As the cold weather begins to bring in the colorful array of leaves and pumpkin carving, it also brings a holiday of sinister spookiness: Halloween. From small children trick-or-treating to adults just dressing up for fun, Halloween has been a celebrated tradition in Western culture for about 2000 years.
But the pop culture tradition of Halloween has not always been merely a secular, just-for-fun-event. In fact, the origins of Halloween come from a much deeper meaning rooted in spiritual and religious beliefs. About 2,000 years ago, the Celts celebrated what is called “Samhain” on Oct. 31. This festival celebrated the end of the year and is the very earliest origin of what we now call Halloween.
During this day, it was said that the veil separating the living and the dead was opened, and spirits freely roamed the Earth. The popular tradition of Halloween costumes came from the Celtic tradition of wearing masks and other such sinister clothing to scare away evil spirits.
The Celts also believed that fairies freely wandered on Samhain. Although the Celts did not believe fairies to be evil, they did believe them to be creatures of mischief. The earliest “trick-or-treaters” were said to be the fairies, dressed in beggar garb. If the household the fairies approached did not give them food or a “treat,” the fairies were believed to punish the household with mischievous tricks.

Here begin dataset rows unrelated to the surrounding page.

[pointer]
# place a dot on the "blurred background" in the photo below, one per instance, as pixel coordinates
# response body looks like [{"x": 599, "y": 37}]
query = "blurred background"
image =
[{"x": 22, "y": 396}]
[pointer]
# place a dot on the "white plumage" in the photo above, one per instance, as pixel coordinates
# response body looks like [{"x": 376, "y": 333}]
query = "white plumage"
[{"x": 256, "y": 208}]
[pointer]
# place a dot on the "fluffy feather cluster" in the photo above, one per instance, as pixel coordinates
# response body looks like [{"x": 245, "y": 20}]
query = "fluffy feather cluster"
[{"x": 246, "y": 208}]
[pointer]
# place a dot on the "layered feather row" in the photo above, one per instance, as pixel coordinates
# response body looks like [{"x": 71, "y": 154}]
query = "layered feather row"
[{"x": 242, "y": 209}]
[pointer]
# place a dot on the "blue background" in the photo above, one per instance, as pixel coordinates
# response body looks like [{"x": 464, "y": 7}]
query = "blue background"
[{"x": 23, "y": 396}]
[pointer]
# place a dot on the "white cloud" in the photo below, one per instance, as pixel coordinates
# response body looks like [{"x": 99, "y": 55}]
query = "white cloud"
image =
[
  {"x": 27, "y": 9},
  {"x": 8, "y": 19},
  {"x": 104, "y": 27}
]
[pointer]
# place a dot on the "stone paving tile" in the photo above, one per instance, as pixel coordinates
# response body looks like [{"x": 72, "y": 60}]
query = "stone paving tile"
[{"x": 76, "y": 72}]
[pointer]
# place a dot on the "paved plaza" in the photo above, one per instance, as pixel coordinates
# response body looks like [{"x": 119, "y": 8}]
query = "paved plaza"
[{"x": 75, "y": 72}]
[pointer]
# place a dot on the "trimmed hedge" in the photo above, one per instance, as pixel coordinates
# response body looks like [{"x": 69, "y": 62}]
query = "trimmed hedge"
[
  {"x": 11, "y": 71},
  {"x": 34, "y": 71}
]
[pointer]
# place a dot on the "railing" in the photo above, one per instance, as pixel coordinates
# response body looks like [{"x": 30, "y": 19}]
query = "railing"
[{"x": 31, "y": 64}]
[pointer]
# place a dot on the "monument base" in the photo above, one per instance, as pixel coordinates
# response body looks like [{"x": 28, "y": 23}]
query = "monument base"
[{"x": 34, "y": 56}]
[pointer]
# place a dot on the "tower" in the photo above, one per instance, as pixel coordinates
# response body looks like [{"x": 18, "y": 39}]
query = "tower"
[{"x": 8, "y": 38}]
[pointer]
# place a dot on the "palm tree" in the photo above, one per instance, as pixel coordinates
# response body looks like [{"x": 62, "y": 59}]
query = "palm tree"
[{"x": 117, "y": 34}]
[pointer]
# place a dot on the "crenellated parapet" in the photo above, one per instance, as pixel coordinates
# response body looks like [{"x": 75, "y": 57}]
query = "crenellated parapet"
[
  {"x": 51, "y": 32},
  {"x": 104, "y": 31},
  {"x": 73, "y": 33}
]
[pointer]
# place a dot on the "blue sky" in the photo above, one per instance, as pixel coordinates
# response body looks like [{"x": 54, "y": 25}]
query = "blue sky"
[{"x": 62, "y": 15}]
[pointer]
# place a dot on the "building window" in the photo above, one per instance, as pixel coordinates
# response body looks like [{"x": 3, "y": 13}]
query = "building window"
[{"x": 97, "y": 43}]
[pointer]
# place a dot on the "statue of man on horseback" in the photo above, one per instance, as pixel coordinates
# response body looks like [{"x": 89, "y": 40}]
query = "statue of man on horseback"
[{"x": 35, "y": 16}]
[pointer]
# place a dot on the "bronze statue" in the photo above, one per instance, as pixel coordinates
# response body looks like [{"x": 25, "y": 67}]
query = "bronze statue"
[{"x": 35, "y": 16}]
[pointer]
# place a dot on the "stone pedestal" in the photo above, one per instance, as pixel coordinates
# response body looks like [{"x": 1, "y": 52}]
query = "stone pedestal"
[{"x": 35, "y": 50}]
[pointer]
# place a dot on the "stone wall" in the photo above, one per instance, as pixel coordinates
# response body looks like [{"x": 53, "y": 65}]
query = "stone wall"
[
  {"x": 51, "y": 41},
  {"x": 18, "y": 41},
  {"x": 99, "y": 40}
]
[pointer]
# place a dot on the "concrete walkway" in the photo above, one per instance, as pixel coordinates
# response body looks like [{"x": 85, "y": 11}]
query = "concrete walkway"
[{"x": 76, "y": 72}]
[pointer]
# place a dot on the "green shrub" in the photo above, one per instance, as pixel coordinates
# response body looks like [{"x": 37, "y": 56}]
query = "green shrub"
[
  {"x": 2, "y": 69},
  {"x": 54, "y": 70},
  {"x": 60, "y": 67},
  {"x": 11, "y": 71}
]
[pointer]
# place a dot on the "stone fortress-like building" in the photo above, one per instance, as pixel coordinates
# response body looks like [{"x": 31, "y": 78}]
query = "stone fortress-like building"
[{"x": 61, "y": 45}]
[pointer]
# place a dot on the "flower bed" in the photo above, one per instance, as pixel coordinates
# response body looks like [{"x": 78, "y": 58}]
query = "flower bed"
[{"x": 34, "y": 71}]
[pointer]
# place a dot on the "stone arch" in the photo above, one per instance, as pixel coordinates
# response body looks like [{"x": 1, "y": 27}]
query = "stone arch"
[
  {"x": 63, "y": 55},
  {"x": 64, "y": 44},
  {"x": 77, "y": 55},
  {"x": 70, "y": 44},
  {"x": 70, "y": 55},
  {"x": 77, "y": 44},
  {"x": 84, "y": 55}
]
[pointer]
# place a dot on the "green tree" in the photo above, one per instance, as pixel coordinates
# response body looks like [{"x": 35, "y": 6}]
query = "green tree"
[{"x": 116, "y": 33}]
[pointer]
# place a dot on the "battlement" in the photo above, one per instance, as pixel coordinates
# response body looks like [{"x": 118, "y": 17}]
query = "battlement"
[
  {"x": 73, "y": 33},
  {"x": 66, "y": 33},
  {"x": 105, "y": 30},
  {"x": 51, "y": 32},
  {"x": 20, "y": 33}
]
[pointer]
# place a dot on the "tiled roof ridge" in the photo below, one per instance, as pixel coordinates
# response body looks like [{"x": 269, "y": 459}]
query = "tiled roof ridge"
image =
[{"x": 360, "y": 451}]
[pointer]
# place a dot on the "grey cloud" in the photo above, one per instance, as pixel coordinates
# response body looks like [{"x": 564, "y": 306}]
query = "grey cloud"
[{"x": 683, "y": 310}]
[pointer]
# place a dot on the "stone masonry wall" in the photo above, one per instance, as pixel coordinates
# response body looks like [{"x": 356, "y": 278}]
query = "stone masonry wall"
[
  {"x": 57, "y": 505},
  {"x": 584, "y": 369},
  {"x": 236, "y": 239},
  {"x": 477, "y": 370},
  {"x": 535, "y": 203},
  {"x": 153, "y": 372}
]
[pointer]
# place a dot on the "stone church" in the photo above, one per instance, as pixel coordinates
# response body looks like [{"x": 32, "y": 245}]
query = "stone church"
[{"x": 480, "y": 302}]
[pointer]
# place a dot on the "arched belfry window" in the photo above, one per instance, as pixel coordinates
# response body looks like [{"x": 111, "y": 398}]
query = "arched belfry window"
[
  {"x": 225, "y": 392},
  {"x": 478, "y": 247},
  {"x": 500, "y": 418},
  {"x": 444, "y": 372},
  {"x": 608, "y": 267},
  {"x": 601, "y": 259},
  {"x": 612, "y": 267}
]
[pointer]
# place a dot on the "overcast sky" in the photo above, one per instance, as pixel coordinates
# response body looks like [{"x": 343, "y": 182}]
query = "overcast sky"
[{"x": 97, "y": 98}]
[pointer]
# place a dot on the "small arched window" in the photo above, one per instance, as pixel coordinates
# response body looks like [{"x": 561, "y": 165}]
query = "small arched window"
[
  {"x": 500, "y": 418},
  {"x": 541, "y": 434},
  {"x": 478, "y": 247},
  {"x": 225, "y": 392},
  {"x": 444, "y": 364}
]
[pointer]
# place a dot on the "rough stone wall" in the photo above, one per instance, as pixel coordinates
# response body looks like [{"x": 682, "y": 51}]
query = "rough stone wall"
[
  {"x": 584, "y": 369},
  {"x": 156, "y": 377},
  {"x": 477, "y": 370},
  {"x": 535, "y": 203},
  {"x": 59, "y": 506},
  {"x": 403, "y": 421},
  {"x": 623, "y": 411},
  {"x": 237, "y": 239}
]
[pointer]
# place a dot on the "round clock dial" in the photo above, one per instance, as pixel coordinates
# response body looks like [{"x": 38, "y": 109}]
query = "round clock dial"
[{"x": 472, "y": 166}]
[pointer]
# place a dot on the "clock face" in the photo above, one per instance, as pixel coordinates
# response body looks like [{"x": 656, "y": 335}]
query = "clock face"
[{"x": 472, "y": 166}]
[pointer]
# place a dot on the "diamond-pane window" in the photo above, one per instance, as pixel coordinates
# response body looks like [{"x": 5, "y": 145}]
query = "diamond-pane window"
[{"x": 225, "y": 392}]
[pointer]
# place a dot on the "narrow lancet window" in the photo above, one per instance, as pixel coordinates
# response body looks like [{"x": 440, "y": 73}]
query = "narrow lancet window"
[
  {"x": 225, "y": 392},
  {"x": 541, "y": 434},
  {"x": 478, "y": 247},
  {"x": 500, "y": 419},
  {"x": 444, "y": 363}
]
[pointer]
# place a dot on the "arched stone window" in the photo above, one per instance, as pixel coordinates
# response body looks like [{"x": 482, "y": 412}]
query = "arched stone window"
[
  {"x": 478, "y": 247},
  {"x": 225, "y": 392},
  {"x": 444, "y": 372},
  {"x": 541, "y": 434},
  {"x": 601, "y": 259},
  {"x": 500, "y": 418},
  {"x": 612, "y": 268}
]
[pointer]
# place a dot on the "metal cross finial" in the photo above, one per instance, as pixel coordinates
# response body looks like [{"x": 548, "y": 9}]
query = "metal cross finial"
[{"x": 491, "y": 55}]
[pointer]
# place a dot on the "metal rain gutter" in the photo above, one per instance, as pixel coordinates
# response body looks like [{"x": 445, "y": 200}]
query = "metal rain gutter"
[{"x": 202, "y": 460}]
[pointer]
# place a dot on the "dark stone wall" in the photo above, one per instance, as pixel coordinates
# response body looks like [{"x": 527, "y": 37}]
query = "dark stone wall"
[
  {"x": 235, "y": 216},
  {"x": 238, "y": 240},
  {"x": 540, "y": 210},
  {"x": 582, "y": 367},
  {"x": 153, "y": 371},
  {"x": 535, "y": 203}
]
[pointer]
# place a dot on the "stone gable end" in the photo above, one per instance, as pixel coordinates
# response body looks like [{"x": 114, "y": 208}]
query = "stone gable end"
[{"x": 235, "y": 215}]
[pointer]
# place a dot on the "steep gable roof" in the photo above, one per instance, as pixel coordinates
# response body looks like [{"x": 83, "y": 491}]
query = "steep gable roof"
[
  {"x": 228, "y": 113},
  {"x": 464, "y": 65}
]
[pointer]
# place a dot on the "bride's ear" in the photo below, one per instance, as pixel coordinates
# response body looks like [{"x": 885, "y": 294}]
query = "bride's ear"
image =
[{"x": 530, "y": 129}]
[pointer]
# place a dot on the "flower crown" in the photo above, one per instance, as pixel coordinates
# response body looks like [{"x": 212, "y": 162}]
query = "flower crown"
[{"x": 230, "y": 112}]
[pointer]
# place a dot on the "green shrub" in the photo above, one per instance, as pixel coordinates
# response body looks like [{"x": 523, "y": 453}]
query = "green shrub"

Along with the traditions of costumes and trick-or-treating the tradition of pumpkin carving also started in Celtic legend. Celtics told the story of a man named “Stingy Jack”, and, according to legend, Jack trapped the devil in the high branches of a tree by cutting crosses into its trunk. The devil made a deal with Jack that if he let him down then Jack would not be allowed in to hell. But because of Jack’s long life of treachery, he was also denied entrance into heaven.
Therefore, Jack was left to roam the earth for eternity with a carved turnip lantern to guide the way. Because of this legend, the Celts carved turnips (which soon became pumpkins) and placed candles in the turnips to make lanterns. During the first century, after the Romans conquered the Celts, Roman culture began to integrate itself into Celtic traditions. The tradition of bobbing for apples, for example, may have evolved from the Roman holiday celebrating the goddess Pomona, who was the goddess of fruit and trees and whose symbol was an apple. Later, once the Roman Catholic Church was established, the church tried to do away with the pagan holiday of Samhain and replace it with the religious holiday of “All Saint’s Day” on Nov. 1. The tradition of All Hallow’s Eve however still lasted and leads to what is known today as “Halloween.”
During the early colonization of America, many settlers brought the traditions of Halloween with them. The early Puritan Church, however, did not agree with the celebration of this holiday, and therefore the popularity of the holiday was scarce. During this time though, many of the legends of the Native Americans and early colonists combined, and it is believed this is where we get many of our traditions such as witches and other superstitions associated with Halloween.
Finally, the modern tradition of Halloween became popular after the influx of immigrants from the Irish famine. And finally in the 1920s, the cultural tradition of Halloween, as we know it today, became the norm. In the 50s, Halloween exploded into a multi-million dollar holiday to the pleasure of adults and kids alike.